Are all urban public transports (bus, metro, tram, train) accessible to all persons with disabilities?
Any exceptions qualify for ‘Yes – with Qualifications’. Accessibility must, however, include both blind persons and those persons with mental or intellectual disabilities. A very important issue here is that drivers (especially bus drivers) are both trained, and obliged personally, to help, if required, a person with disabilities. Wheelchair users should be able to enter and leave buses without assistance. If ‘Yes – with Qualifications’, please indicate why. If “Yes” please describe any significant differences between the legal situation and the reality of everyday life.
Almost 50% of respondents asserted public transport in their countries is not accessible to all persons with disabilities while only a mere 2.9% agreeing public transport is fully accessible. Generally, it is only partially accessible, or accessible to persons with certain disabilities, mainly wheelchair users.

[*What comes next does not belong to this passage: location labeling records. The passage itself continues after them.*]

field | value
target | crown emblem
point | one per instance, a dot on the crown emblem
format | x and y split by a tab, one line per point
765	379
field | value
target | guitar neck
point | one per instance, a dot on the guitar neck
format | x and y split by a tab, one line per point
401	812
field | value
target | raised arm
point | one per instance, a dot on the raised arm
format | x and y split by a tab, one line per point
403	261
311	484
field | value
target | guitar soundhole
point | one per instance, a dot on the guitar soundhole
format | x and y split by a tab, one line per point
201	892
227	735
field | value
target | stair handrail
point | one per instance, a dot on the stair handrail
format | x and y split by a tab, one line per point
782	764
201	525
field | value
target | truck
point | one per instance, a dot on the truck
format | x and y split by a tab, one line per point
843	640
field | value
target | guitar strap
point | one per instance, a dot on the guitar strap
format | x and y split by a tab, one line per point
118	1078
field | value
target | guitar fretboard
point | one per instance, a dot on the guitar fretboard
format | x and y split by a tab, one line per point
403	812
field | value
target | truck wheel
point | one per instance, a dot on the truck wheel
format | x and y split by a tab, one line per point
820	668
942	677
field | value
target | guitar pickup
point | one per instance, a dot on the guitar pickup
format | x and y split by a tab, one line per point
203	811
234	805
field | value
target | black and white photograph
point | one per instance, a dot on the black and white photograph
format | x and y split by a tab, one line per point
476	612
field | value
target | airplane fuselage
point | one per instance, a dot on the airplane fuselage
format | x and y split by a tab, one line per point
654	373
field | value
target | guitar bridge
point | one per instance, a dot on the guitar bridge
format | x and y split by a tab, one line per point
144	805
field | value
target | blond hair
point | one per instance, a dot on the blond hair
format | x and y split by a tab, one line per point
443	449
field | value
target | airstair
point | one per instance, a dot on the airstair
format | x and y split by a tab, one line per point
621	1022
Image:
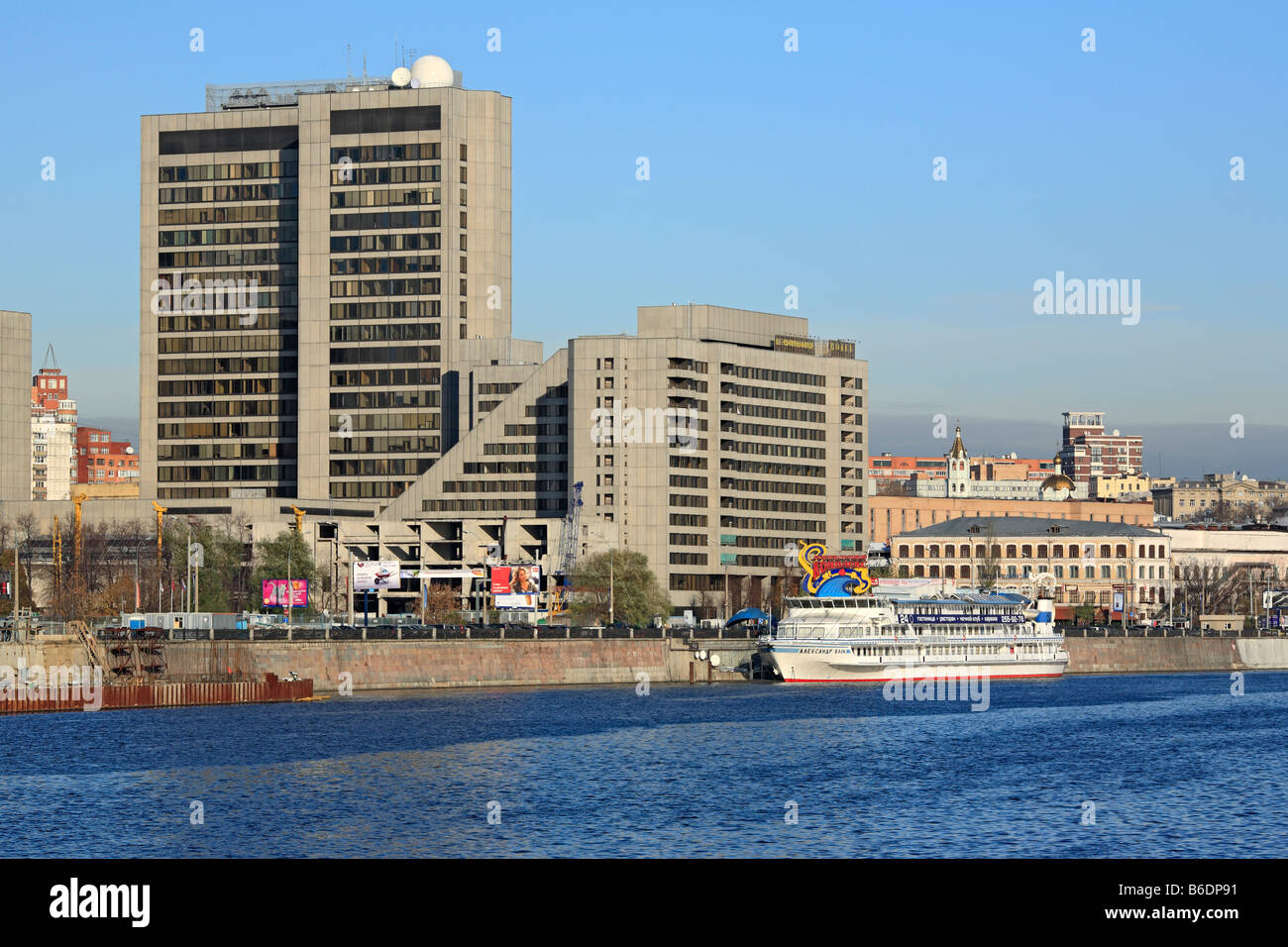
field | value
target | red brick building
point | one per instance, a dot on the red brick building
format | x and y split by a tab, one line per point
99	459
1087	451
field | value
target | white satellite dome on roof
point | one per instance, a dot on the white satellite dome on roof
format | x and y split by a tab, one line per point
432	71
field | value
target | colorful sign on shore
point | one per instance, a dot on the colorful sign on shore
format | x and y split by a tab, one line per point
275	592
373	575
833	577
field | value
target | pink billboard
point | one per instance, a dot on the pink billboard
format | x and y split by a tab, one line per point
275	594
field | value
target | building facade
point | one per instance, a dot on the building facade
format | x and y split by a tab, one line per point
1224	495
313	258
1082	562
1127	487
103	462
53	437
890	515
1087	451
14	406
711	441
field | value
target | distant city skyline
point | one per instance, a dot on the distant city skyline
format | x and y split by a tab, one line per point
1185	450
771	171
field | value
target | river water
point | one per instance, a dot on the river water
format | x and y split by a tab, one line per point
1132	766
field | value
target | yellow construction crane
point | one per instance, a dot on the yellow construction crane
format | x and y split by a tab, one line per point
58	558
160	510
76	538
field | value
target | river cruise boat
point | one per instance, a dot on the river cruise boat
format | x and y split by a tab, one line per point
868	638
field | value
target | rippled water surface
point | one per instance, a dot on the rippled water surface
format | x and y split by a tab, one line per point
1173	764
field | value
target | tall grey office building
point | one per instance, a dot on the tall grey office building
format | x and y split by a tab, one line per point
366	227
375	368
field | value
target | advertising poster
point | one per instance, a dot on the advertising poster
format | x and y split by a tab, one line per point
516	586
373	575
275	592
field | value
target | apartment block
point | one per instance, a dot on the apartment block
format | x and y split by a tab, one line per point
313	258
14	406
711	441
1087	451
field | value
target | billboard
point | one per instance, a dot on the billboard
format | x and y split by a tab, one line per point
829	577
376	575
515	586
275	592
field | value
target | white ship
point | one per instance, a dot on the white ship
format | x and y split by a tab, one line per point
866	638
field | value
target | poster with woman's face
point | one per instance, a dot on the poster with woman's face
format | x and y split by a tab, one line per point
515	586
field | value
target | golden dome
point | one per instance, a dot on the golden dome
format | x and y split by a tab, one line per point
1057	482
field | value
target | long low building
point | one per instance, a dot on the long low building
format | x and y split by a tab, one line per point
1085	562
890	515
709	441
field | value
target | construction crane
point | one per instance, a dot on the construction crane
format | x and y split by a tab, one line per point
58	558
76	539
568	548
160	510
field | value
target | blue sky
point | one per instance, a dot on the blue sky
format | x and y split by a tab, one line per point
768	169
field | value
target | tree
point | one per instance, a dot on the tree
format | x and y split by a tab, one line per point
442	603
286	552
990	567
635	591
892	488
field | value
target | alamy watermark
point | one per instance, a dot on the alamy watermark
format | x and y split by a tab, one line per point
954	686
63	684
194	295
1076	296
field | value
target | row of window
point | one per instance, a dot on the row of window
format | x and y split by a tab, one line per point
385	243
209	141
365	265
227	321
269	257
342	401
385	445
265	407
227	367
1077	551
385	198
369	154
228	193
171	344
342	289
224	429
387	219
232	214
415	309
386	331
398	174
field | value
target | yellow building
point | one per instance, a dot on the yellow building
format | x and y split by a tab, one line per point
1129	487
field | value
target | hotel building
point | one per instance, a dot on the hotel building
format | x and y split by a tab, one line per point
316	262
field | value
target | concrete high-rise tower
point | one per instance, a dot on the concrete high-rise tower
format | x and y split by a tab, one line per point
314	257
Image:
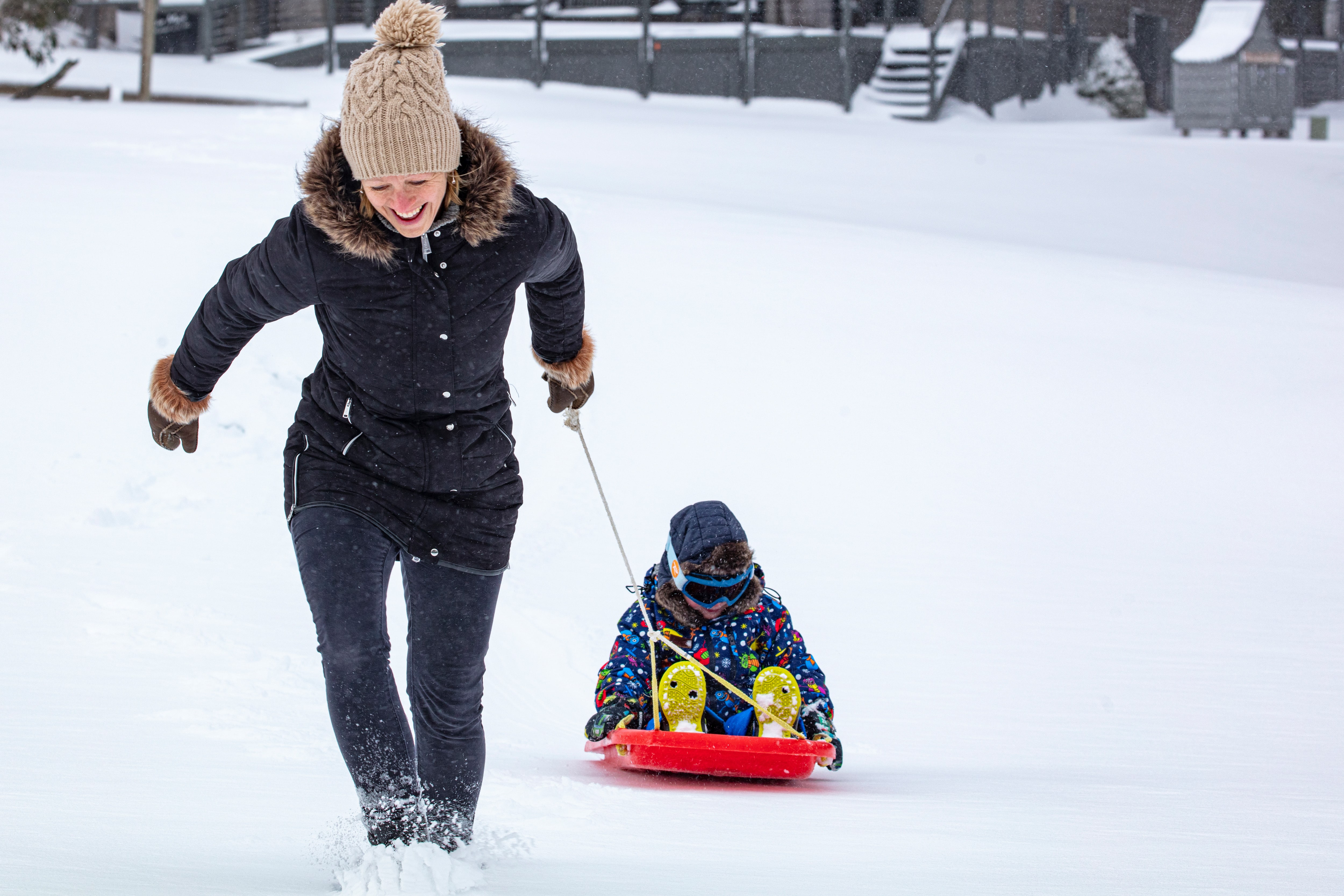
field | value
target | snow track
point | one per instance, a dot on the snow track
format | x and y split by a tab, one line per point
1034	426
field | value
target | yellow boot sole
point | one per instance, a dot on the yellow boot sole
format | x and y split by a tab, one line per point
682	696
777	691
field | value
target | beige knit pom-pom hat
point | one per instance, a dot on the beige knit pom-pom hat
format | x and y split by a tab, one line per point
396	117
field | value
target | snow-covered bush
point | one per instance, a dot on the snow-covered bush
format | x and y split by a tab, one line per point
1113	81
30	26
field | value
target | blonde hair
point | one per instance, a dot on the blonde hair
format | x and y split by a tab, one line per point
451	198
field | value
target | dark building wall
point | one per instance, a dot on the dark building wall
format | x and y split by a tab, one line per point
1103	17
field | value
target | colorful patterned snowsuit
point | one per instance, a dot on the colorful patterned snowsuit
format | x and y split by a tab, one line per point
734	645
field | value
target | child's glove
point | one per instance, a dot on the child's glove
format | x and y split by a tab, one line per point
820	727
608	719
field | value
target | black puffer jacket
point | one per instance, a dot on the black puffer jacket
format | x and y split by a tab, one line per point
406	418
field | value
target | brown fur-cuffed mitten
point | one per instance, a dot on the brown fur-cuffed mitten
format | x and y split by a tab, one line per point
572	381
564	398
174	418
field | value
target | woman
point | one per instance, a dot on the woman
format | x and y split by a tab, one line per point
410	244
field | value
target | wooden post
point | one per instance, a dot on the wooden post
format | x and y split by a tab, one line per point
1300	25
147	48
539	46
646	49
933	69
208	29
92	27
748	54
1022	49
1050	49
846	23
331	37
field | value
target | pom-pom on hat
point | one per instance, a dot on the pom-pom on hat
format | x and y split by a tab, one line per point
397	117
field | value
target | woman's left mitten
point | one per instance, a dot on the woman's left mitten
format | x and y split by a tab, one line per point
170	434
564	398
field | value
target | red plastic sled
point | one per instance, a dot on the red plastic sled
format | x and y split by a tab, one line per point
721	755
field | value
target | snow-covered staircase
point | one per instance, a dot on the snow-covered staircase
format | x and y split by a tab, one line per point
904	73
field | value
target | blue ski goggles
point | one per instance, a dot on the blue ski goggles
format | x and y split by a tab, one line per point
709	593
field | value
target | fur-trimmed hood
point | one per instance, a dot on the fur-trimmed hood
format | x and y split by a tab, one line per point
726	559
331	195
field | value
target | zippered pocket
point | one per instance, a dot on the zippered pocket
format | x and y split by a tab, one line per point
294	504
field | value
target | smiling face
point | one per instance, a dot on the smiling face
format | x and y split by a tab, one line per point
410	204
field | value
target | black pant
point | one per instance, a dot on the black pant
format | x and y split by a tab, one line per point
346	563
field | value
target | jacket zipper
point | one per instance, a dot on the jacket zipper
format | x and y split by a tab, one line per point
295	503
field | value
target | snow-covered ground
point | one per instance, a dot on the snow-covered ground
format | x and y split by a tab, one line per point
1035	425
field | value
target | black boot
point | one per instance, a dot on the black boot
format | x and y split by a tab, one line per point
392	819
447	827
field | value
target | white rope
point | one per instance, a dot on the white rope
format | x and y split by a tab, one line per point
572	421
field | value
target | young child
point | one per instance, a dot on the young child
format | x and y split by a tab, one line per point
709	598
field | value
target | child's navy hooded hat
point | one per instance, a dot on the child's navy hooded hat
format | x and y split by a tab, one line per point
697	530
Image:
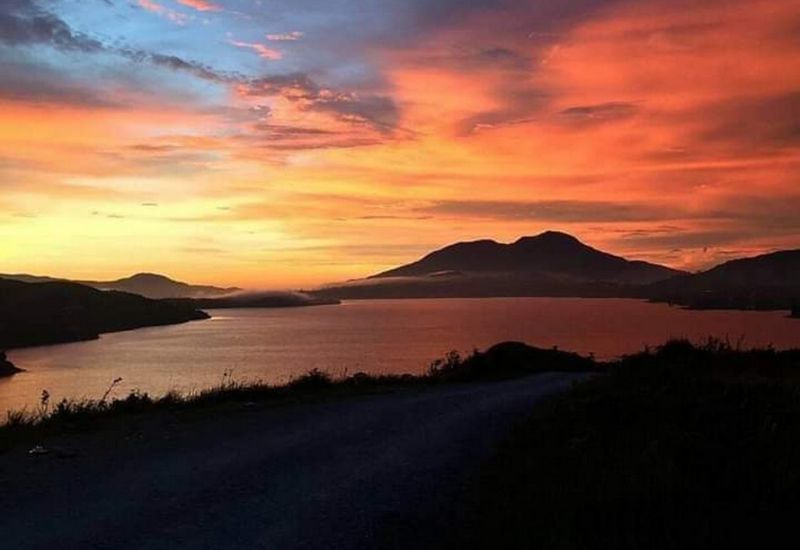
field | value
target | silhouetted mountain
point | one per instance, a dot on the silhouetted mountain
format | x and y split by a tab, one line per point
149	285
771	281
7	368
551	252
550	264
257	300
48	313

The main barriers observed in contributing to ensuring fully accessible public transport were:
- Lack of staff training combined with the inability to use public transport autonomously was reported to be a major obstacle in making public transport accessible mainly in Europe and Asia.
- Partial accessibility: certain features supporting the accessibility of public transport are underutilised or misused such as no scooter access, reserved seats but no ramp access, timetable restrictions, lack of vehicles adapted to people with disabilities, or overcrowding problems, commonly reported by respondents from South Asia, and Sub-Saharan Africa.
- The efforts made to make transport accessible are mainly focused on physical disabilities
- The availability of accessible transports is drastically different between urban and rural regions, the latter suffering from a lack of accessible infrastructure in most countries.